他还是瞪着眼睛不说话,还是那么定定地望着我。

我说,崔兄,我有这样的想法,你是不是觉得很失望?觉得我没救了?

他依旧那么盯着我,还是什么话也不说。

望着他这副样子,我不由站了起来,将手抱拳说,崔兄,你如果知道我已经不是当年的兔丝子了,我现在就可以走了。我说着抬腿就要向门外迈。

不!他突然跳起来,伸手将我拉住了。接着按着我的肩头,将我重新按坐在沙发里,然后拿眼牢牢地盯着我说,你刚才说的是真心话?

我说,当然。

他又定定而怪怪地来望我,望着望着,突然跳起来,一把抓住我的手,激动得嘴都抖起来。他叫道,赵兄,你知道我为什么去赵家河子找你吗?你知道我为什么带你来敝舍同住吗?告诉你,我正有一事相求于你呢!

听他如此说,我倒是怔住了,不知道他求我干什么,说,崔兄,你说,有什么事需要我帮忙?

他却没有开口,望了一眼桌子上的马蹄钟道,中午了,该吃饭了,我去弄点吃的,咱们边吃边谈。

他说着就出了门,须臾之间返转回来,我拿眼去看,他一只手里提了个塑料袋,一只手里掂了一瓶子白酒。他将酒瓶放在桌上,就去取塑料袋内的吃物。

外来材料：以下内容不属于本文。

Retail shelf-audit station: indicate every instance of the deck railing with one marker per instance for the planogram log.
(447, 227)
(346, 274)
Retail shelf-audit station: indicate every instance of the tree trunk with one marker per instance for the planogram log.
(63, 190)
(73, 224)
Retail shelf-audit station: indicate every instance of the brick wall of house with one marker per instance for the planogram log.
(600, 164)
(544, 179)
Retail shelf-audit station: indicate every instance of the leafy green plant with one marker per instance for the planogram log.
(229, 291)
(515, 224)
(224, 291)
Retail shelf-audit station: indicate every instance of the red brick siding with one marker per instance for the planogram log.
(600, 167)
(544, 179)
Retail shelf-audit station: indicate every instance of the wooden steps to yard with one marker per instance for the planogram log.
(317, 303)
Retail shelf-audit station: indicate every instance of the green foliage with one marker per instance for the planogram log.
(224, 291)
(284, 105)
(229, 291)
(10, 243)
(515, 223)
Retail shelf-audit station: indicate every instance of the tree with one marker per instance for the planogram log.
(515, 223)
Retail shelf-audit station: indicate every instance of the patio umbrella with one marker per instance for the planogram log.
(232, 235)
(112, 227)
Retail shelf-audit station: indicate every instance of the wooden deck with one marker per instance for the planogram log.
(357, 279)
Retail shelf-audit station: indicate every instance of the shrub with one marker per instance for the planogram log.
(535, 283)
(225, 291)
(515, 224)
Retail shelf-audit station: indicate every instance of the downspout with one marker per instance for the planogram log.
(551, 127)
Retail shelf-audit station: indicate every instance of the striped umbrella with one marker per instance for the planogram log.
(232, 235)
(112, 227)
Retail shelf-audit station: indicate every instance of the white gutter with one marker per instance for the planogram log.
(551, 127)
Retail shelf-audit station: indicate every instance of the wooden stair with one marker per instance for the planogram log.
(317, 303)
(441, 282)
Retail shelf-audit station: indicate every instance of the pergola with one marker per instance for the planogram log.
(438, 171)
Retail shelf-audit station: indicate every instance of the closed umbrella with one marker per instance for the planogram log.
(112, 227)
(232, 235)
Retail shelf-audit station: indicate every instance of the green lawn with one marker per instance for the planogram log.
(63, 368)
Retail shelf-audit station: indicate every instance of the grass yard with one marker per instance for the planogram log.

我细看时,是一只烧鸡,四个酱兔头,一块猪肝,一包油炸花生米。他将这些熟肴在桌上摆好,打开一个看不出颜色的旧碗柜,取出两个高脚杯子,将那瓶白酒启开,分别将两个杯子倒满了。之后,他抬起头,将目光望向我道,赵兄,来,咱们先喝酒!我自然不客气,在他对面坐了,拿起了筷子。他将杯子端起来,举眼望着我说,来,赵兄,咱们十多年不见,我来为你接风洗尘。他说着一扬脖子,就将那杯高粱烧灌下肚去。听他说为我接风洗尘,我十分感动,眼里似有泪要流出,忙忍住,将杯子端起,把那些热辣辣的液体,统统地灌下肚去。

酒是高度的高粱老烧,热热地进入肚肠,心中就有了热流蠢蠢涌动。想起他刚才说有事相求于我,便开腔道,崔兄,你就直说吧,找我有什么事?只要我赵发庆能干的,就是刀山火海也在所不辞!

他原本要同我喝第二杯酒的,听我这样说话,递到唇边的酒杯便定格在那里,拿了眼又直直地盯起了我。盯了半天,将那酒杯放下,脸上现出异常郑重的表情道,赵兄,我有一个非常非常、相当相当重大的发现。如果这个发现被证实,将是咱们充州市了不起的大事件!将会震惊整个考古界!

听他如此说,我先是振奋了一下,马上又平静了下来。因为十多年前,我似乎从他口中听说过这样的话。他显然是忘了,对我旧事重提。不过,我并没有扫他的兴,说,崔兄,你说,什么发现?

他却闭上嘴巴不吭声了,将那杯酒重新端起来,激情豪迈地一饮而尽。之后,他把目光望向门外,便久久地不动了。我则将酒杯端在手里,随着他的目光同样向门外望去。我发现天越发阴得厚了,临出车站时飘落的雪花,不知什么时候下大了,在微风的吹动下,打着旋儿舞动着,扑簌簌地飘落到地上。对面房顶的瓦棱上,已经有了白白的一层。而更远处,则是一片楼房和苍茫的天空。就在那楼房与苍茫的天空中,隐约看到一座建筑物,那就是小城里的标志性建筑,始建于隋代的古塔。

崔之峰的目光,似乎就聚焦在那座古塔上。

我估计得一点也没错,许久之后,他收回目光,重新把眼盯向我道,我的那个发现,就在那古塔下的地宫里!他接着说,这个地宫内,藏着一个久远的秘密,藏着一件无价奇宝!

4

桌上摆放着烧鸡与酱兔头,还有猪肝与油炸花生米,它们正向我们的鼻孔释放着香喷喷的诱惑。特别是那烧鸡与酱兔头,还是我们充州的名吃,独特的制作方法与独特的风味,总是让人难以拒绝。当年,我们三驴小社团还没有散伙的时候,崔之峰就对这两个名吃考证过,并且写了一篇论文给了史志办。据他考证,这烧鸡与酱兔头,是李白当年在充州时传下来的。李白游历到此,与年轻的杜子美相谈甚欢,就索性在这里住下不走了。见这里交通发达、商贾云集,便在杜子美父亲杜闲的资助下,开了一个小酒楼,烧鸡与酱兔头就是酒楼里的招牌菜。事实上,充州城里还真有一幢古楼叫太白楼。此楼与那古塔,被称为充州城的两大古建筑,都是国家重点保护文物。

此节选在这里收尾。